A deep search is a multi-stage AI pipeline, not an instant lookup. You type a query in natural language, switch the query bar to AI mode, and Chosen plans the search, pulls a candidate set, has an LLM read and score each resume, and streams the results into a table as they finish. A run takes from about 30 seconds to a few minutes.
What it is
Smart search matches the fields already parsed onto a candidate. Deep search goes further: it reads the resume body, expands the terms in your query, scores how well each candidate fits, and builds result columns specific to what you asked. It is the tool for queries that need judgment — "engineers who led a small team at a Series B" — rather than a field match.
The four phases
A run moves through four phases, and the status row at the top of the results tells you which one you're in.
- Plan. An LLM reads your query and writes a search plan. It expands shorthand — "FANG" becomes Google, Meta, Apple, Amazon, Netflix, Microsoft — and decides which columns the results table should show for this specific query.
- Recall. Chosen pulls candidates three ways: a meaning-based vector match, a literal keyword match, and a field-level match. It unions the three, removes duplicates, and caps the set.
- Score. An LLM reads each recalled candidate, rates their fit from 0 to 100, and fills in the per-query columns. This runs in parallel batches — which is why results arrive in groups.
- Complete. The status row shows the final count and how long the run took.
Why results stream in
Scoring happens in batches, in parallel, and each batch writes its results the moment it finishes. So the table fills in over the run rather than appearing all at once. Watching it populate is normal.
One thing to know: results are not ranked in the order they arrive. A late batch can contain your best candidate. The table sorts by fit score, so once the run completes you are looking at a ranked list — but mid-run, the order is still settling. Wait for the run to finish before reading the top of the table as a final ranking.
The per-query columns
A deep search table is not your usual candidates table. The planning phase decides what columns would help you judge fit for this query, and the table rebuilds with them.
Ask for "people who worked at FANG" and you might get a column listing which FANG companies appear on each resume, plus a seniority column. Ask for "candidates with a master's degree" and you get a single column showing the degree. The columns are query-specific by design — a generic set of columns wouldn't tell you what you actually wanted to know. Each scored candidate also gets a fit score and a one-line explanation of the rating.
The 150-candidate cap
Recall caps the candidate set at 150. If your pool has more than 150 plausible matches, deep search scores the strongest 150 and the rest are never seen by the scorer.

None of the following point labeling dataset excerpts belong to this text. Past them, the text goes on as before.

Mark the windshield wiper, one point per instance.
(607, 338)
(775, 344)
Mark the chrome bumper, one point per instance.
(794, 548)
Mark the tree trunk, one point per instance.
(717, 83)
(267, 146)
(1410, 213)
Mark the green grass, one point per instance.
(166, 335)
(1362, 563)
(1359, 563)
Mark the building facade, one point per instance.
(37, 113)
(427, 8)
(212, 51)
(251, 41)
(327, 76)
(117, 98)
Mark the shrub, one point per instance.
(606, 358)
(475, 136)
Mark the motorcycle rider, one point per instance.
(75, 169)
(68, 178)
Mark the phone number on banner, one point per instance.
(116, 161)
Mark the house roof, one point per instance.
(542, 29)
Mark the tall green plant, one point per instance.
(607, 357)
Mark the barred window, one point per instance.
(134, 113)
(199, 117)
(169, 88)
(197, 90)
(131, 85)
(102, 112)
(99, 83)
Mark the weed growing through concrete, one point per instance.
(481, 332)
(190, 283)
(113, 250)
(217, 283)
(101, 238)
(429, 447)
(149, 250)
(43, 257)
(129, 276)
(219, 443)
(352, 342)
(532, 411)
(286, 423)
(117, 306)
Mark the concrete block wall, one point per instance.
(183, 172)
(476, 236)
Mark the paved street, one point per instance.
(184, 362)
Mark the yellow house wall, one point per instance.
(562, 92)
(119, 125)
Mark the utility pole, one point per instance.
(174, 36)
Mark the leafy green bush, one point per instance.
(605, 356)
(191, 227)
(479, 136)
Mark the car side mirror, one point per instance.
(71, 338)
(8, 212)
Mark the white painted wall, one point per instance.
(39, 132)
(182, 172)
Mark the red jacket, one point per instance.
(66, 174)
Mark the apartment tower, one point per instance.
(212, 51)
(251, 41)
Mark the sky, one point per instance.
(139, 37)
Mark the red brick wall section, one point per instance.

This is rarely a problem for a specific query. It becomes one for a broad query — "engineers" against a pool of thousands will hit the cap and quietly leave good people out. The fix is to narrow the query: add a location, a seniority, a domain, a tool. A tighter query is also a better query.
When it gets it wrong
- A candidate you expected is missing. They likely didn't make the recall set. Recall depends on the resume containing the right signals — narrow the query so the candidate ranks higher in recall, or check that their resume parsed (see resume parsing).
- A row says scoring was unavailable. A scoring batch can fail. The rest of the run still completes; re-run the search if a placeholder row matters.
- The columns aren't what you wanted. The planner picks columns from your wording. A vague query gets vague columns — rephrase with the specifics you care about and run it again.
Limits
Deep search runs against candidates already in Chosen — it does not search the open web. It also takes real time; there is no instant version. If you need speed, smart search is the answer. To go find new people entirely, that is sourcing.